Après Ould-Zmirli, dont la candidature a été rejetée il y a un an et demi pour avoir été envoyée hors-délais, voilà Amar Bahloul qui échoue à intégrer le Comité exécutif (Comex) de la Confédération africaine de football (CAF). A l’issue des élections qui se sont déroulées, à l’hôtel Marriott (Caire), en marge du Congrès de l’instance confédérale, l’Algérien a vu le président de la Fédération libyenne (LFF), Abdelhakim El-Shalmani, le dépasser de 8 voix (29 contre 21). Pour la structure footballistique Dz (FAF) sous Kheireddine Zetchi, c’est un véritable camouflet sur le plan de la représentativité.

«L’Algérie est une grande nation et doit être considérée à la CAF », lâchait Bahloul dans une interview accordée au site spécialisé « La Gazette du Fennec ». De la considération, notre pays semble ne plus en avoir sur le plan administratif au niveau africain. Depuis le départ de Mohamed Raouraoua, ancien patron de la FAF, on ne compte plus de membre au sein du Comex de la CAF. Pendant ce temps-là, une nation comme la Libye, dont la sélection ne s’est même pas qualifiée pour la Coupe d’Afrique des nations dans ces trois dernières éditions outre un championnat à l’arrêt depuis avril, réussit à tirer son épingle du jeu. En effet, le remplaçant de Jamal El-Jaâfri dans la « zone Nord » n’est autre que son compatriote Abdelhakim El-Shalmani qui dirige les affaires du « sport à onze » en Libye. Quand tout le monde prépare les alternatives, les Algériens préfèrent la paranoïa et l’invective.

La claque de rappel
Malgré une adversité « poids léger », Bahloul et, par extension, la FAF, ont (dé)montré qu’ils n’ont pas l’étoffe pour peser dans ce genre de rendez-vous où le lobbying reste décisif pour avoir la majorité des suffrages. Mais on ne va pas s’étonner du résultat sachant que le postulant, qui est aussi membre du Bureau Fédéral (BF), ne fait même pas l’unanimité sur le plan national.

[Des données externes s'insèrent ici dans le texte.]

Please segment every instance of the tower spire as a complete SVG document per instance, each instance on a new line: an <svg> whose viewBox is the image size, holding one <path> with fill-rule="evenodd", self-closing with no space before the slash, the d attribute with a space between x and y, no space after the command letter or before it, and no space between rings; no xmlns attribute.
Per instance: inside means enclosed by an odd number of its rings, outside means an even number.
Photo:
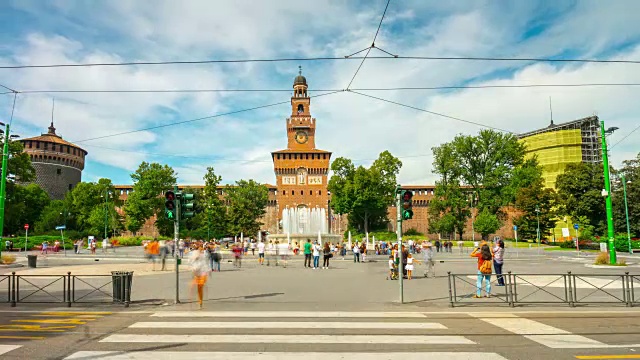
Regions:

Gagner la confiance à une échelle continentale devient inenvisageable. Même si l’écart des voix peut  ne pas paraître énorme. Selon nos informations, Bahloul avait des chances de l’emporter. Mais Raouraoua a été trop « égratigné » par les membres de la FAF durant le séjour égyptien. Les discussions de comptoir auraient dissuadé certains qui avaient l’intention de donner leur voix pour le postulant de la FAF. D’autant plus que Raouraoua a une cote de sympathie très appréciable au sein de la CAF.
Ce revers vient donc mettre à nu la faillite de la politique de Zetchi et ses collaborateurs. On n’a pas l’impression qu’une feuille de route concrète ait été établie pour aspirer à s’imposer parmi les autres fédérations à forte influence de l’Afrique.
Cela laisse aussi croire que le parcours magnifique des « Fennecs » dans le tournoi biennal n’est à mettre qu’à l’actif de l’entraîneur, qui n’était (il faut le rappeler) pas un choix premium, et ses protégés.n

Adel Hadji élu vice-président de la CAIS
L’Algérien Adel Hadji, l’ancien chargé de communication de la Fédération algérienne de football (FAF), a été élu, hier, en qualité de premier vice-président de la Confédération africaine de l’information sportive (CAIS). L’Assemblée générale constitutive de ladite structure s’est tenue, hier, au Caire (Egypte). Une vingtaine de journalistes sportifs représentant plusieurs pays y étaient présents. Pour information, la CAIS sera présidée par le Sénégalais Aliou Goloko qui occupe aussi le poste d’expert Médias à la Confédération africaine de football (CAF).